Le point de friction: Votre aînée se roule par terre pour que vous lui achetiez un nouvel iPod (variantes: un nouveau portable/un nouvel ordinateur/la dernière console de jeux) alors que, sacrebleu, elle en a reçu un à Noël! «Non mais manmaaaan, il est so 2008, trop ringard!».

La tentation: Lui faire la morale. Faites-vous à l’idée que tout discours venant de vous, parents, aura l’air totalement has been, qu’il soit plein de bon sens ou non.

La solution: Ne lâchez rien, on ne jette pas un truc quasi neuf. Qu’elle se débrouille pour le revendre à une copine moins veinarde, quitte à faire du baby-sitting pour s’en payer un nouveau.

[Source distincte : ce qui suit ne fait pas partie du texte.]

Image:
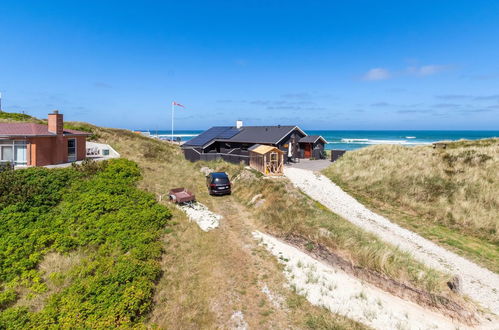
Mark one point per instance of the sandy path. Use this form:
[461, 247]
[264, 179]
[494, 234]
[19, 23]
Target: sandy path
[477, 282]
[323, 285]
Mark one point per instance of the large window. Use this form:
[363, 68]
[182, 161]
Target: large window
[13, 152]
[71, 150]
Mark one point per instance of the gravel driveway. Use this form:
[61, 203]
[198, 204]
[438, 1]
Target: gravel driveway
[477, 282]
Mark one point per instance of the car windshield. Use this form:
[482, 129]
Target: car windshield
[221, 180]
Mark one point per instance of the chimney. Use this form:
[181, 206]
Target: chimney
[56, 123]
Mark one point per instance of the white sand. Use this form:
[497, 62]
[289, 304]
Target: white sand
[343, 294]
[237, 321]
[477, 282]
[199, 213]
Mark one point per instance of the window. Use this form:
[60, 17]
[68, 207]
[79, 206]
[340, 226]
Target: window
[13, 151]
[7, 154]
[71, 150]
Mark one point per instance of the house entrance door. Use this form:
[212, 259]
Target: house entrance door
[308, 151]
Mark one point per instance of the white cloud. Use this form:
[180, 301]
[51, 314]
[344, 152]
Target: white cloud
[426, 70]
[377, 74]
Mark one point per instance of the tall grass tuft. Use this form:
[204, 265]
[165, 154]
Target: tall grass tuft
[449, 195]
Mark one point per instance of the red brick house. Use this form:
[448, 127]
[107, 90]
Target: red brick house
[33, 144]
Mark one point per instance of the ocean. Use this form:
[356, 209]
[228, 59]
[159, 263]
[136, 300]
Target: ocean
[350, 140]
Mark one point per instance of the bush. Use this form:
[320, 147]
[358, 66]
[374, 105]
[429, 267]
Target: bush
[95, 207]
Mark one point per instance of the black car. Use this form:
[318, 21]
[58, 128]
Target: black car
[218, 183]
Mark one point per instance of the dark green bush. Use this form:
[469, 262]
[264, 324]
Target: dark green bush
[95, 207]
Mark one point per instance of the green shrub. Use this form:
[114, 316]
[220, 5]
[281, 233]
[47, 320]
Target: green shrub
[95, 207]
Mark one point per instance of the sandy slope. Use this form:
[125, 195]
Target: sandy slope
[323, 285]
[478, 283]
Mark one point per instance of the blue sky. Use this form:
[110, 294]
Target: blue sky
[318, 64]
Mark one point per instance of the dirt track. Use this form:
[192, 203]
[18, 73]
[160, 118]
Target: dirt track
[477, 282]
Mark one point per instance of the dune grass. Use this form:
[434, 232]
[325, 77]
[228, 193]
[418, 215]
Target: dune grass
[286, 211]
[450, 196]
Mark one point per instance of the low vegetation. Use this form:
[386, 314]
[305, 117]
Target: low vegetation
[94, 209]
[13, 116]
[447, 195]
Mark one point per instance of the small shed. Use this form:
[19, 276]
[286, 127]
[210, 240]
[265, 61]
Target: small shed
[267, 159]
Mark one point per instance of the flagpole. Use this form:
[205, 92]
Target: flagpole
[173, 109]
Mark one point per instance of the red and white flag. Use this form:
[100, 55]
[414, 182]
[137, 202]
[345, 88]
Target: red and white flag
[177, 104]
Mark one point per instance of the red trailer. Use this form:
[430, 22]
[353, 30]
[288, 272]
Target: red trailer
[181, 195]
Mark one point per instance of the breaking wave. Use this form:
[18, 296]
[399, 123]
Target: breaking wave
[374, 141]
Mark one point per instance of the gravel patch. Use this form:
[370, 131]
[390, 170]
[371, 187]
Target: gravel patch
[479, 283]
[326, 286]
[199, 213]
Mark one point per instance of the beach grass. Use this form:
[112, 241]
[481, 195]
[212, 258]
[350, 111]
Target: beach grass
[447, 195]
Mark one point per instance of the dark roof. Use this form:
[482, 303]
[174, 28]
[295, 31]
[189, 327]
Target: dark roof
[32, 129]
[246, 134]
[217, 132]
[312, 139]
[262, 134]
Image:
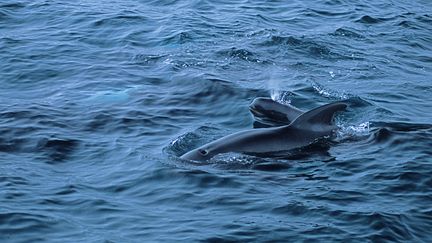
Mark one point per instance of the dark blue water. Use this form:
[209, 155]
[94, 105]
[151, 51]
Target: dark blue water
[99, 98]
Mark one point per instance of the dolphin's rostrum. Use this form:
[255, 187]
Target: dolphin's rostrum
[302, 131]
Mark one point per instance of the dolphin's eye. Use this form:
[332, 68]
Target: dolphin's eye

Point!

 

Autour de la table

Le point de friction: Belle-maman vous a encore servi du thon rouge alors qu’elle sait parfaitement que vous boycottez l’espèce, en voie de disparition. Vous n’osez rien dire et, la nuit suivante, faites des cauchemars où des armées de thons en boîte vous poursuivent avec des harpons.

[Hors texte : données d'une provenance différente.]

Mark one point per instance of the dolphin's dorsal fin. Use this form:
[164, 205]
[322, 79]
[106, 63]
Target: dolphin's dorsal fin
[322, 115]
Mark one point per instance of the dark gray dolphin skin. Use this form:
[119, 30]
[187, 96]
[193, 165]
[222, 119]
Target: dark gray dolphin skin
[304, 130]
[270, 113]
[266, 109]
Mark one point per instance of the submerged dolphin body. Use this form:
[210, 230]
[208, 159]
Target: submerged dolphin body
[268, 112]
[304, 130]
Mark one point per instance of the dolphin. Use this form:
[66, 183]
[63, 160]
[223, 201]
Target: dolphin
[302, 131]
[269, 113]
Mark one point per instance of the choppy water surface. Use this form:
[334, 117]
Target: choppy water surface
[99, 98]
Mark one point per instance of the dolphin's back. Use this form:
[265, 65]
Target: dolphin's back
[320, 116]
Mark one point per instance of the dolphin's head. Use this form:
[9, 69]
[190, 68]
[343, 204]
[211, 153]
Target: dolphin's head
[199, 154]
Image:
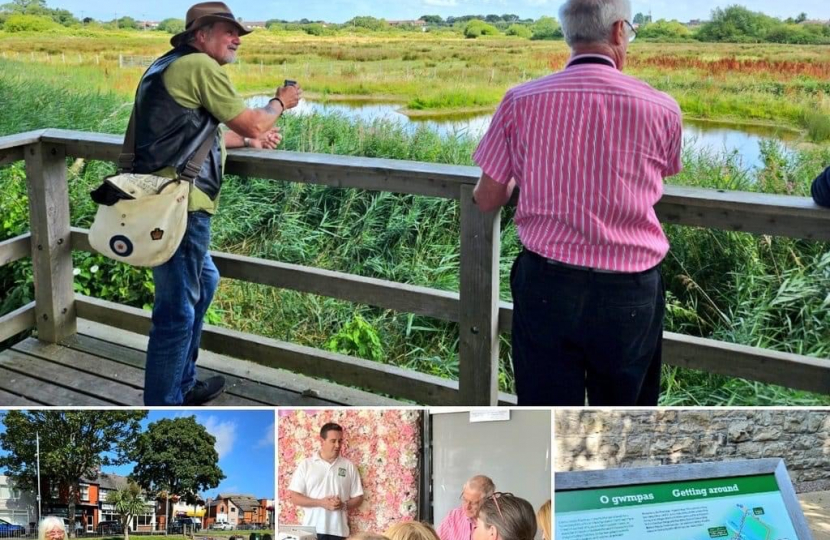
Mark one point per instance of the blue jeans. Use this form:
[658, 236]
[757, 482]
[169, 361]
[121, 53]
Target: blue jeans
[184, 289]
[577, 330]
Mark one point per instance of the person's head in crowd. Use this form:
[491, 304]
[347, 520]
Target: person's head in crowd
[366, 535]
[411, 530]
[598, 26]
[503, 516]
[331, 441]
[543, 519]
[51, 528]
[474, 491]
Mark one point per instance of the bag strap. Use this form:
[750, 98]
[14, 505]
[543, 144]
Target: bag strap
[191, 168]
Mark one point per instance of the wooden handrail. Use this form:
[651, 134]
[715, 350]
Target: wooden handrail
[475, 307]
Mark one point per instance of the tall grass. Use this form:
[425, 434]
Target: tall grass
[753, 290]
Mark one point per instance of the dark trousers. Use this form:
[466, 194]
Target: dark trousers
[578, 330]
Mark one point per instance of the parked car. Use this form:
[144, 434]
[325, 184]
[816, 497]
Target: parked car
[11, 530]
[110, 526]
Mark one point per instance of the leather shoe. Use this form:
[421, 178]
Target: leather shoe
[204, 391]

La tentation: Lui parler des malheureux thons rouges en voie d’extinction: il est toujours pénible de se faire rappeler à l’ordre par plus jeune que soi…

La solution: Contentez-vous de l’accompagnement et filez le thon au chat. Si le ton (!) monte, mettez-vous en mode CNV (communication non violente). Ne l’accusez pas de «thonnicide» ou de menace pour la biodiversité, parlez plutôt de votre besoin de voir respecter vos convictions…

 

A la cuisine

Le point de friction: Marre des éponges dérivées du pétrole, vous ramenez des éponges 100% végétales pour faire la vaisselle. En courgette séchée. Devant la plonge, la mutinerie menace: «On dirait une vieille espadrille», «Ça nettoie mal»…

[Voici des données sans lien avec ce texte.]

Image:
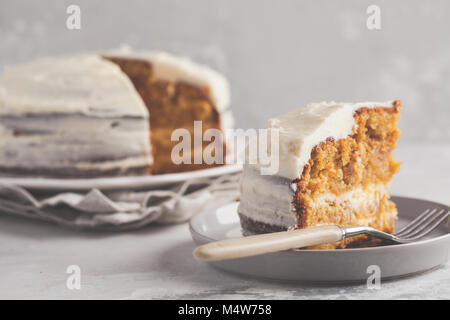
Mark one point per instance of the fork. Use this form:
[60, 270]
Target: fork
[298, 238]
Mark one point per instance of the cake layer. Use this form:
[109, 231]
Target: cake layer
[341, 181]
[73, 144]
[304, 128]
[175, 103]
[268, 202]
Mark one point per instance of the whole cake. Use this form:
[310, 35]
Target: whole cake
[105, 115]
[335, 161]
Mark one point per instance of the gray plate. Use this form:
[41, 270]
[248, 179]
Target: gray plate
[347, 265]
[118, 183]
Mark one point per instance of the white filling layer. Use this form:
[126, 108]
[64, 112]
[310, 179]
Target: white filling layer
[303, 129]
[74, 141]
[268, 199]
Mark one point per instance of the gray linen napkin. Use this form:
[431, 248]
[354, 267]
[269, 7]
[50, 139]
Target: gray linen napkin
[120, 210]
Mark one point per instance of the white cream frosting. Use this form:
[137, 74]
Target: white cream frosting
[173, 68]
[303, 129]
[86, 84]
[66, 89]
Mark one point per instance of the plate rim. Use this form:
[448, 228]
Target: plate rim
[339, 251]
[43, 183]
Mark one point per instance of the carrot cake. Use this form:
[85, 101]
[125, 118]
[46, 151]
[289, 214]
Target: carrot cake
[335, 161]
[105, 115]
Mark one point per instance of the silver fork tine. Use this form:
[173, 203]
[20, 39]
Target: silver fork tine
[429, 226]
[417, 221]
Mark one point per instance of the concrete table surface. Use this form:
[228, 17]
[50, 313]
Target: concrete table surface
[156, 262]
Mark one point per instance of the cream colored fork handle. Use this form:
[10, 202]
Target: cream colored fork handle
[269, 242]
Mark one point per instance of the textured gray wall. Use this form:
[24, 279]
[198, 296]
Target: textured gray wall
[278, 55]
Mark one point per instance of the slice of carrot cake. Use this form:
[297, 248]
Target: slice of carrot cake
[335, 161]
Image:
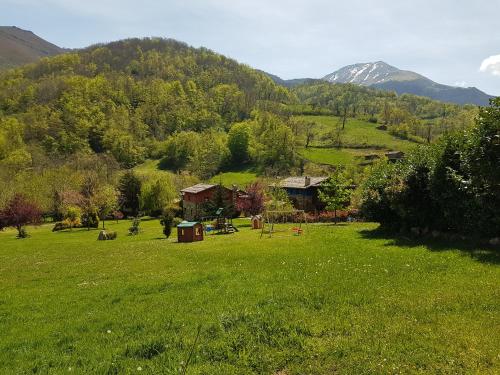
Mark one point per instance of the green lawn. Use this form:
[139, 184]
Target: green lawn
[336, 156]
[340, 299]
[358, 133]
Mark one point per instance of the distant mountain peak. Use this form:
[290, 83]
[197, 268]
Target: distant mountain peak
[383, 76]
[368, 74]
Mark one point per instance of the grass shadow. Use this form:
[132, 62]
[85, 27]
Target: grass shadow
[481, 253]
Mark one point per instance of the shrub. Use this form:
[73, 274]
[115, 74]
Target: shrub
[451, 186]
[90, 220]
[111, 235]
[134, 229]
[20, 212]
[22, 233]
[106, 235]
[167, 221]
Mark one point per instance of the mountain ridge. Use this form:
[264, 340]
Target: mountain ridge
[19, 47]
[383, 76]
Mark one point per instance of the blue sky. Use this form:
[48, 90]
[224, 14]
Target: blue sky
[455, 42]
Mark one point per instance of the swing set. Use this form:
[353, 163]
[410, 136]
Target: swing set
[273, 219]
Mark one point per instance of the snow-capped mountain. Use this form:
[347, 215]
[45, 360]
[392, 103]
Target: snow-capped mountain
[386, 77]
[368, 74]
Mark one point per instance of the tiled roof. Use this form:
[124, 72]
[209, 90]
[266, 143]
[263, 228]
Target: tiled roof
[197, 188]
[187, 224]
[300, 182]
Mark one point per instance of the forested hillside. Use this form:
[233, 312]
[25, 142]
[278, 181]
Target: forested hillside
[406, 116]
[111, 107]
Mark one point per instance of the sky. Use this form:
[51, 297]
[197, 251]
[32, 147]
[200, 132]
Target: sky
[454, 42]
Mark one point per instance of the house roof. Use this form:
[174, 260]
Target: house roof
[187, 224]
[195, 189]
[394, 154]
[300, 182]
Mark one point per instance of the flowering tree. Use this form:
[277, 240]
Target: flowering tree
[253, 203]
[336, 193]
[18, 213]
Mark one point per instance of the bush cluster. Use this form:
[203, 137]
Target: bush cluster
[451, 186]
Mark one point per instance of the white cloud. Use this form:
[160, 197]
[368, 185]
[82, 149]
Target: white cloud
[491, 65]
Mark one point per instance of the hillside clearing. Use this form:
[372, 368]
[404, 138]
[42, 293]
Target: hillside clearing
[342, 298]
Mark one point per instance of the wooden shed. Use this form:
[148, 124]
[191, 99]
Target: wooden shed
[257, 222]
[189, 231]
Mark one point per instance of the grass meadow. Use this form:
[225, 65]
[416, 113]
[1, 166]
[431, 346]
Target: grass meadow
[341, 299]
[359, 138]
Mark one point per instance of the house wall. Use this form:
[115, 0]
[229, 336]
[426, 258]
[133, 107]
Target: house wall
[305, 199]
[192, 204]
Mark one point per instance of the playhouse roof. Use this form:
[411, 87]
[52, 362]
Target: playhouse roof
[300, 182]
[187, 224]
[198, 188]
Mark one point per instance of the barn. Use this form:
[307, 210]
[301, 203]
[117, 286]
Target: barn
[189, 231]
[195, 198]
[303, 192]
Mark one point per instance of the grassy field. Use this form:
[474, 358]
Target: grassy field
[359, 138]
[340, 299]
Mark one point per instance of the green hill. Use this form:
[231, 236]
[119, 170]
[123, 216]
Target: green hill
[19, 47]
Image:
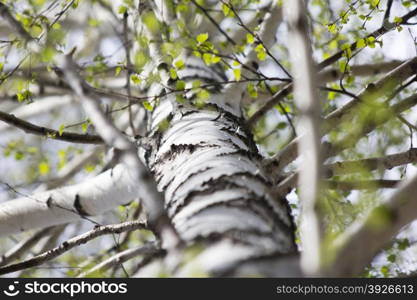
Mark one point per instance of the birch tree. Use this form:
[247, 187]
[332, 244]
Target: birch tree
[207, 138]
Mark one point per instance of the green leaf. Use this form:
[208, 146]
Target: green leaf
[147, 105]
[361, 43]
[202, 37]
[135, 79]
[237, 74]
[173, 73]
[179, 64]
[260, 51]
[61, 129]
[180, 85]
[122, 9]
[250, 39]
[43, 168]
[252, 91]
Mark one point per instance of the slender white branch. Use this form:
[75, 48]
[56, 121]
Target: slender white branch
[71, 243]
[152, 199]
[366, 237]
[122, 257]
[93, 196]
[306, 99]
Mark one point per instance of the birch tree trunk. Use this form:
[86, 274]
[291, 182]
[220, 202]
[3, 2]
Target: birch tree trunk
[209, 167]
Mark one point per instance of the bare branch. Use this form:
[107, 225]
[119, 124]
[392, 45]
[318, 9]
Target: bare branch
[359, 244]
[120, 258]
[48, 132]
[8, 17]
[71, 243]
[152, 199]
[306, 99]
[327, 62]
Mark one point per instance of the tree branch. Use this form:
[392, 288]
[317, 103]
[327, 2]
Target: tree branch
[71, 243]
[327, 62]
[359, 244]
[49, 133]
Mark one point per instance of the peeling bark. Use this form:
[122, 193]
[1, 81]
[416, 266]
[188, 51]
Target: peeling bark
[215, 188]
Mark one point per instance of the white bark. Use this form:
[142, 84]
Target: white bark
[362, 241]
[92, 197]
[308, 125]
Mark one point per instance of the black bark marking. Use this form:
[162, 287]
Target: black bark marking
[78, 206]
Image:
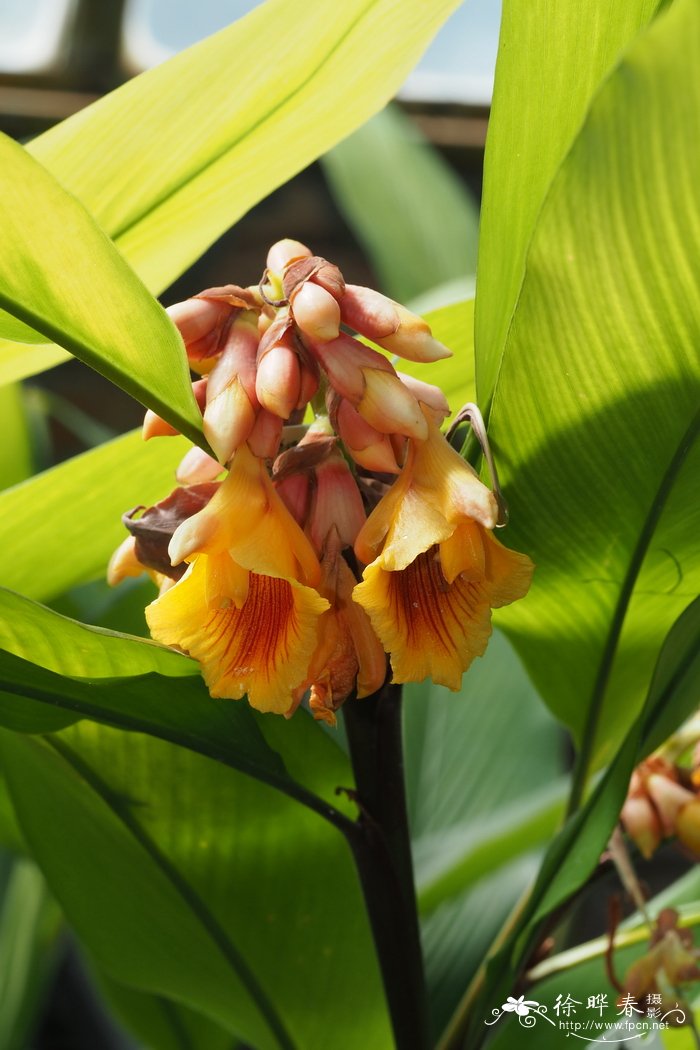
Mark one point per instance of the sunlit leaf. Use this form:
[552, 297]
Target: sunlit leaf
[172, 159]
[471, 759]
[199, 884]
[89, 301]
[80, 506]
[595, 416]
[418, 222]
[575, 852]
[551, 61]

La tentation: Forcer tout le monde à s’y mettre. Vous risquez de passer pour un ayatollah vert.

La solution: Achetez des éponges végétales un peu civilisées et misez sur les nettoyants verts style Ecover, Held et l’Arbre Vert. Et détournez ces fichues éponges pour en faire des pique-fleurs.

 

A la cuisine (bis)

Le point de friction: Vous avez retrouvé un trognon de pomme dans la poubelle alors que tout le monde sait que les déchets organiques, c’est au compost. Alors, il a sauté dans le sac tout seul?

La tentation: Installer une webcam sur le buffet, histoire de piquer le coupable les doigts dans le sac.

La solution: Restez zen. Redirigez l’objet du délit vers le bac vert, ne montrez les dents que si la chose se répète. Si vous vous fâchez pour chaque coquille d’oeuf mal orientée, vous risquez bien de vous retrouver en tête-à-tête avec votre épluche-légumes.

 

Entre amis

Le point de friction: Tous vos copains pas trop consommateurs ricanent en vous soumettant au même dilemme, style «c’est bien joli, mais y a jamais rien qui est juste; tu vois par exemple les pommes, tu prends quoi, les bio d’Italie ou pas bio de chez nous?»

La tentation: Leur lancer en vrac à la figure leur 4×4, leurs mômes qui en font bosser d’autres avec leurs Nike, leurs vacances en Chine et leur chauffage électrique. Conclure que c’est parce qu’il y a des gens comme eux qu’on va tous se retrouver dans des cavernes dans quinze ans.

La solution: Dites plutôt que non, les choses ne sont pas toutes blanches ou toutes noires. Et qu’au supermarché, c’est à chacun de voir s’il préfère privilégier sa santé avec les bio ou un bon écobilan en choisissant les suisses. Et que vous perso préférez le marché, car vous achetez direct du producteur.